Die Nährstoffaufnahme der Pflanze und was ist zu beachten

Fangen wir doch einmal an. Deine Pflanze braucht Kohlendioxid zum Atmen, sie braucht Licht um Photosynthese zu betreiben und so ihren Energiehaushalt zu regeln, aber was braucht sie noch…… Genau!

Pflanzen sind ebenso wie wir Menschen auf Nährstoffe zum Überleben angewiesen. In diesem Blogartikel bringen wir Dir das Thema Pflanzennährstoffe, wie sie aufgenommen werden und was sie bewirken, näher.

Der Mensch nimmt täglich mehrere Portionen Nahrung zu sich, um sein Stoff- und Energiehaushalt zu managen. Jede dieser Mahlzeiten enthält verschiedenste Nährstoffe wie etwa Proteine, Kohlenhydrate, Fette, Vitamine, Ballaststoffe usw. Genauso braucht auch die Pflanze ausreichend Nährstoffe. Allerdings ist die Pflanze meist ortsgebunden. So ist sie darauf angewiesen, Nährstoffe in ihrer unmittelbaren Umgebung zu nutzen.

Deine Pflanze benötigt also genau wie Du Nährstoffe in verschiedensten Konzentrationen um ein vitales Leben zu führen. Man unterscheidet hier zwischen Makronährstoffe (Hauptelemente) und Mikronährstoffe (Spurenelemente). Der Unterschied liegt in der Menge der aufgenommenen Stoffe. So benötigt Dein Gewächs wahrscheinlich am meisten Stickstoff gefolgt von Phosphor, Kalium, Magnesium, Schwefel und Kalzium. Natürlich dürfen auch Kohlendioxid, Sauerstoff und Wasserstoff nicht fehlen, diese solllte allerdings im ausreichenden Maße vor handen sein.

Auf der anderen Seite stehen die weniger benötigten Nährstoffe, die Spurenelemente. Hier zu gehören Eisen, Kupfer, Bor, Zink, Molybdän, Silizium und Mangan. Alle diese Nährstoffe erfüllen wie auch in deinem Körper, verschiedenste Aufgaben.
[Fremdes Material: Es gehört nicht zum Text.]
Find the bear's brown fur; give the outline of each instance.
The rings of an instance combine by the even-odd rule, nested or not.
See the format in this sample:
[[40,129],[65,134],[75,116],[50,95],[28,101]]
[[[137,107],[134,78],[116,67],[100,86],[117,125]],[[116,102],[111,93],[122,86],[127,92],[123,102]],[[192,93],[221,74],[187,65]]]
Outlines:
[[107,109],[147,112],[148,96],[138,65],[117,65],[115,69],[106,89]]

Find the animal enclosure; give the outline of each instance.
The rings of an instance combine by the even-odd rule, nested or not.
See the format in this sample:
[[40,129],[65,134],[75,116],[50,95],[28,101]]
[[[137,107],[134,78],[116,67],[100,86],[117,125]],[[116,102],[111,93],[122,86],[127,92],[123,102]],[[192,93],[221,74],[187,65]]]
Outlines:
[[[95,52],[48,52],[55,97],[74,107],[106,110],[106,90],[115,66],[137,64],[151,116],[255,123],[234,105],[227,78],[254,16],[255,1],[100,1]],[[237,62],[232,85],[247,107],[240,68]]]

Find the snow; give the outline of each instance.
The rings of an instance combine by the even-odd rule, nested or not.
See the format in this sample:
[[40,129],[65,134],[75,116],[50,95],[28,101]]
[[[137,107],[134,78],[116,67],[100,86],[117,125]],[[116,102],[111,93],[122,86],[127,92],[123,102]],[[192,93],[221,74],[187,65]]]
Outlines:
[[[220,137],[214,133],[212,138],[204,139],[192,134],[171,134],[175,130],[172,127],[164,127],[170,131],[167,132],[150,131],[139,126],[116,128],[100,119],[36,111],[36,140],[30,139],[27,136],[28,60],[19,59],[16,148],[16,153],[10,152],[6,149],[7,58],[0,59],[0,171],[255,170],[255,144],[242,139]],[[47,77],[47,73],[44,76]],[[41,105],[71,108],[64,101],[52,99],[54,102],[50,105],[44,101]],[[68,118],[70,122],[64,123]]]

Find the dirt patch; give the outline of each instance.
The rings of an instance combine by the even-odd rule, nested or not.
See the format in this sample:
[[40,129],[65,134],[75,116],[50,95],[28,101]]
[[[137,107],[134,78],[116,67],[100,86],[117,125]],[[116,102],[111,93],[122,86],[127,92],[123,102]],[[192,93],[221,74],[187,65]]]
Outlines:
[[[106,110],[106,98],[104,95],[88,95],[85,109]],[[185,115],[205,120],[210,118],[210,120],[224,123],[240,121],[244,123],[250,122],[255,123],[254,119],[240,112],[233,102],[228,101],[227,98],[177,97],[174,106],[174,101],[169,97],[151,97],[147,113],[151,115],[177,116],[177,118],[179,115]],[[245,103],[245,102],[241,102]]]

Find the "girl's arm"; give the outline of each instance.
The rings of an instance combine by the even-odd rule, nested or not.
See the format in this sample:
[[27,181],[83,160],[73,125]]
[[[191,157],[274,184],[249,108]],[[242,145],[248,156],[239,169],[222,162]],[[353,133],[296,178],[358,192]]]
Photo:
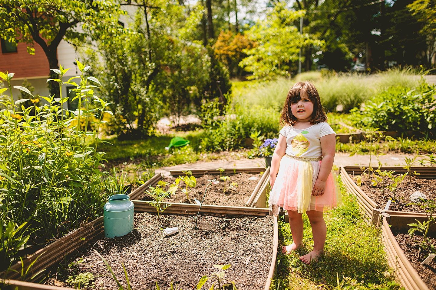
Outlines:
[[279,167],[280,167],[280,161],[282,157],[286,154],[286,137],[281,134],[279,134],[279,141],[277,142],[277,146],[274,150],[272,154],[272,159],[271,160],[271,167],[269,169],[269,184],[271,188],[274,186],[276,182],[277,173],[279,172]]
[[320,172],[318,173],[318,178],[312,191],[312,195],[316,197],[324,194],[326,182],[333,167],[334,153],[336,150],[336,137],[334,134],[329,134],[323,136],[320,139],[320,140],[321,141],[321,150],[324,158],[321,162],[321,167],[320,168]]

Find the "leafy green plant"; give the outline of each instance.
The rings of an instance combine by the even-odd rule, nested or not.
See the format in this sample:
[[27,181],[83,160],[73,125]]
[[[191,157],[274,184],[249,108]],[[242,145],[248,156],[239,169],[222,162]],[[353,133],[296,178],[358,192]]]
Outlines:
[[229,176],[221,176],[220,177],[220,180],[222,180],[224,182],[224,190],[223,191],[223,193],[225,192],[225,185],[227,183],[228,181],[230,181],[230,177]]
[[[218,273],[216,272],[214,272],[211,274],[210,276],[208,277],[206,275],[203,276],[201,278],[200,280],[200,281],[198,283],[197,285],[197,290],[200,290],[203,287],[203,285],[208,280],[210,279],[215,279],[216,283],[218,284],[218,287],[216,288],[218,290],[224,290],[227,289],[226,287],[230,286],[231,285],[232,285],[232,289],[233,290],[238,290],[236,288],[236,286],[235,284],[234,281],[232,281],[230,283],[224,283],[224,281],[223,280],[223,278],[224,276],[225,275],[225,270],[228,268],[230,267],[230,264],[227,264],[226,265],[214,265],[214,267],[216,268],[219,272]],[[215,289],[215,283],[213,283],[212,284],[212,287],[209,288],[209,290],[214,290]]]
[[160,188],[160,186],[155,187],[150,187],[146,193],[153,200],[147,202],[156,209],[157,212],[157,218],[159,218],[160,214],[162,213],[167,208],[171,205],[170,203],[164,203],[164,200],[170,195],[169,191],[165,191]]
[[127,173],[119,170],[115,167],[112,167],[109,172],[103,173],[103,184],[105,190],[107,193],[113,194],[126,193],[127,186]]
[[[61,90],[59,98],[31,99],[35,97],[27,88],[17,86],[30,98],[14,101],[14,74],[0,73],[10,93],[0,112],[0,222],[27,223],[23,237],[32,233],[37,237],[32,243],[58,237],[100,216],[108,195],[100,170],[104,153],[97,150],[108,103],[95,96],[99,81],[85,76],[90,67],[77,65],[80,76],[64,81],[68,69],[61,67],[55,70],[60,78],[48,81],[74,87],[75,111],[62,109],[68,97]],[[33,105],[25,108],[27,100]]]
[[391,191],[391,199],[392,202],[395,202],[395,194],[397,192],[397,189],[408,174],[409,173],[406,172],[404,174],[399,174],[396,176],[392,177],[392,182],[388,184],[387,187]]
[[405,158],[405,163],[406,163],[406,165],[403,168],[407,170],[407,173],[409,174],[409,184],[412,183],[412,174],[413,174],[413,175],[414,176],[416,176],[416,175],[420,175],[420,173],[418,173],[416,171],[413,171],[412,172],[412,169],[411,169],[413,165],[413,163],[415,163],[415,161],[416,160],[416,158],[417,157],[418,157],[418,155],[416,155],[416,156],[415,156],[415,157],[414,157],[413,158],[409,158],[408,157],[406,157]]
[[420,247],[423,249],[430,250],[436,253],[436,249],[435,249],[434,246],[428,243],[427,237],[430,227],[432,225],[436,223],[436,215],[435,215],[436,213],[436,201],[432,200],[424,200],[421,197],[419,198],[422,202],[412,204],[419,205],[421,208],[424,210],[426,213],[426,215],[427,216],[427,220],[421,223],[417,220],[416,220],[416,223],[408,224],[408,226],[410,226],[412,227],[409,229],[407,233],[412,238],[416,232],[421,233],[424,237],[424,239],[419,245]]
[[85,272],[79,273],[75,276],[69,276],[65,282],[75,288],[80,289],[93,286],[93,280],[95,279],[94,274],[90,272]]
[[[186,186],[185,188],[182,188],[179,187],[179,184],[181,181],[183,181],[185,183],[185,185]],[[188,200],[190,200],[189,195],[189,191],[188,190],[188,188],[191,187],[192,188],[195,187],[196,185],[197,179],[194,176],[192,175],[188,176],[187,174],[183,177],[179,175],[179,177],[176,178],[176,181],[174,183],[170,186],[169,192],[172,194],[174,194],[176,193],[177,189],[180,188],[182,190],[182,192],[186,195],[186,199]]]

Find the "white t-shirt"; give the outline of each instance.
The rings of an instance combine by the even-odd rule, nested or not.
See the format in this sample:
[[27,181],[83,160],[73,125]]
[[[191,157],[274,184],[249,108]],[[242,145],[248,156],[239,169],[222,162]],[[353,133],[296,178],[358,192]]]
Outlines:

Angefangen von Zellbausteinen, über Andockstellen für Emzyme bis zu Energielieferanten, decken diese Elemente alle Aufgaben im pflanzlichen wie auch im menschlichen Leben ab.

Pflanzen nehmen nicht nur über die Wurzeln Nährelemente auf, sondern auch über Spaltöffnungen am Blatt, durch so genannte Stomata. Um diese Nährstoffe an ihren gewünschten Platz zu bringen, hat die Pflanze genau wie wir Menschen ein Netz von Gefäßen, welche diese Stoffe im Pflanzenkörper verteilt. Was bei uns Blutbahn heißt nennt sich bei den Pflanzen das Phloem und Xylem. Das Phloem ist zu ständig für die Verteilung der Nährstoffe und das Xylem für den Wassertransport.

Tipp: Die Nährstoffversorgung der Pflanze hängt natürlich mit deren Wasserversorgung zusammen. Hier kannst Du lesen wie man Zimmerpflanzen richtig gießt.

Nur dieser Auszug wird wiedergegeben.